STM32F4 function call overhead

andreas239955 · ‎2014-04-08

Posted on April 08, 2014 at 17:15

Hello,

I'm fairly new to the STM32 processors, but got to like them quickly. Currently working with the STM32F401RE on a NUCLEO board, I made an observation I can't explain. Maybe somebody else can (easily).

I let the STM32CubeMX generate the startup code. I configured it to use the HSI source (HSI RC, f = 16MHz) as SYSCLK, let the AHB prescaler at default 1, thus the HCLK is 16MHz too.

Then I configured the SysTick to 100us. I know this is a bit shorter than usual, but for this project it's fine. I wrote a test that allows me to check with my watch that it really uns at 10kHz (e.g. wait 50000 times for the tick to occur results in 5s). That works fine.

Now to the problem. The time for calling two very short functions seems far too long to me. Pseudocode:

unsigned long long diff_us, time1_us, time2_us;

drvSysTick_getUptime(&time1_us); // Time driver function, see below

drvSysTick_getUptime(&time2_us);

diff_us = time2_us – time1_us; // diff_us = 118us

My time driver functions, which base on the SysTick, return values for diff like 118us. Using latest Keil MDK, switching optimization doesn't reduce the value.

118us at 16MHz correspond to 1888 CPU cycles. I have no idea what could take that long. drvSysTick_getUptime() looks exactly like this:

int drvSysTick_getUptime(unsigned long long* uptime)

{

unsigned int sysTickValue; // System Tick counter counts down!

DISABLE_INTERRUPTS(); // __disable_irq()

sysTickValue = SysTick->VAL;

*uptime = sInstDscr.uptime; // Updated by ISR, value in us

ENABLE_INTERRUPTS(); // __enable_irq()

sysTickValue = SysTick->LOAD - sysTickValue;

*uptime += (unsigned long long)sysTickValue * 1000000 / SystemCoreClock;

return R_SUCCESS;

}

Any hint appreciated.

Kind regards,

Res

stm322399 · ‎2014-04-08

Posted on April 08, 2014 at 17:29

The division is a serious candidate for eating CPU cycles.

I don't know your environment, check for hard-float support.

andreas239955 · ‎2014-04-08

Posted on April 08, 2014 at 20:04

I checked the disassembly window.

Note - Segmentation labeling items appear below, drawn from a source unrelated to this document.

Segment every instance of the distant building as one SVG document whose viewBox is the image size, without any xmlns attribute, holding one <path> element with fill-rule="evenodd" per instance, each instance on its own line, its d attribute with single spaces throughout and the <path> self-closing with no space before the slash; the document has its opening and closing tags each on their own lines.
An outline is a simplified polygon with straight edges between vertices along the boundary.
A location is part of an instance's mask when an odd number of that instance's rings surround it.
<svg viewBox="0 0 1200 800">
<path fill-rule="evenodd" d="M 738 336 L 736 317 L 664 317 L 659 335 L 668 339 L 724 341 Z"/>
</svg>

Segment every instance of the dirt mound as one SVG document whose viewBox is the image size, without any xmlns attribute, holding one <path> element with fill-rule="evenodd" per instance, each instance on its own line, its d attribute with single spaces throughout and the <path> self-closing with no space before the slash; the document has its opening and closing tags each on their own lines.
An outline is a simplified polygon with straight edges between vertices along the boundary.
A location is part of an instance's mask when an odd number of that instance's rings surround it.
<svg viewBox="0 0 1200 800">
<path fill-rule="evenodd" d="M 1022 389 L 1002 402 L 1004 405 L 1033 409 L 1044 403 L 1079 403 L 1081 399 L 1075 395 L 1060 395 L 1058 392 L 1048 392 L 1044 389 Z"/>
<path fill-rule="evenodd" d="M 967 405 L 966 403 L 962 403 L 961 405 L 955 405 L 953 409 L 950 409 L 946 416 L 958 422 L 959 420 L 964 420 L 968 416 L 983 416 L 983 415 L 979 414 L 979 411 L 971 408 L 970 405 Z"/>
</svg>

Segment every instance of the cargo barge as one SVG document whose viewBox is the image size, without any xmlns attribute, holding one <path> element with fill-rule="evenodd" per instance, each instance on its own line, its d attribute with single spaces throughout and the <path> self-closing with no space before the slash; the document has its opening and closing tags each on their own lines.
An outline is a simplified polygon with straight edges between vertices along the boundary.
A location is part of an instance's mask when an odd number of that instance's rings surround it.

I see that for the multiplication the UMULL instruction is used. For the division, the __aeabi_uldivmod() function is called, which is longer than I expected. I'll have a look at it, thanks.

andreas239955 · ‎2014-05-02

Posted on May 02, 2014 at 16:12

Just to close this case and confirm Laurent's suspicion: operations on long long integers are executed using library functions, even when hard floating point support is enabled. The FPU accelerates floating-point operations, not integer operations.

Thanks for the hint.

chen · ‎2014-05-02

Posted on May 02, 2014 at 16:25

Hi

The FPU only works on Floats - it does not work on Long

Hence the call to the library routine.

I doubt there is a divide operation in the ARM.

Divide traditionally takes multiple clock cycles to complete,

The ARM is a RISC processor (completes instructions in 1 instruction cycle).

Divide is only found on CISC processors.

Apparently, the MULT instruction can be a SIMD on the ARM.

stm322399 · ‎2014-05-02

Posted on May 02, 2014 at 17:40

Right, integer division has nothing to do with float support, my bad.

I have been abused by the fact that hardware division (as well as float operations) requires compiler support.

F4 are cortex-M4, and cortex-M4 implements ARMV7-M that has UDIV and SDIV instructions.

GCC (that is not too old) generates hardware divide instruction for M4, if you ask gently by adding -march=armv7-m or -mcpu=cortex-m4 to the compiler switches.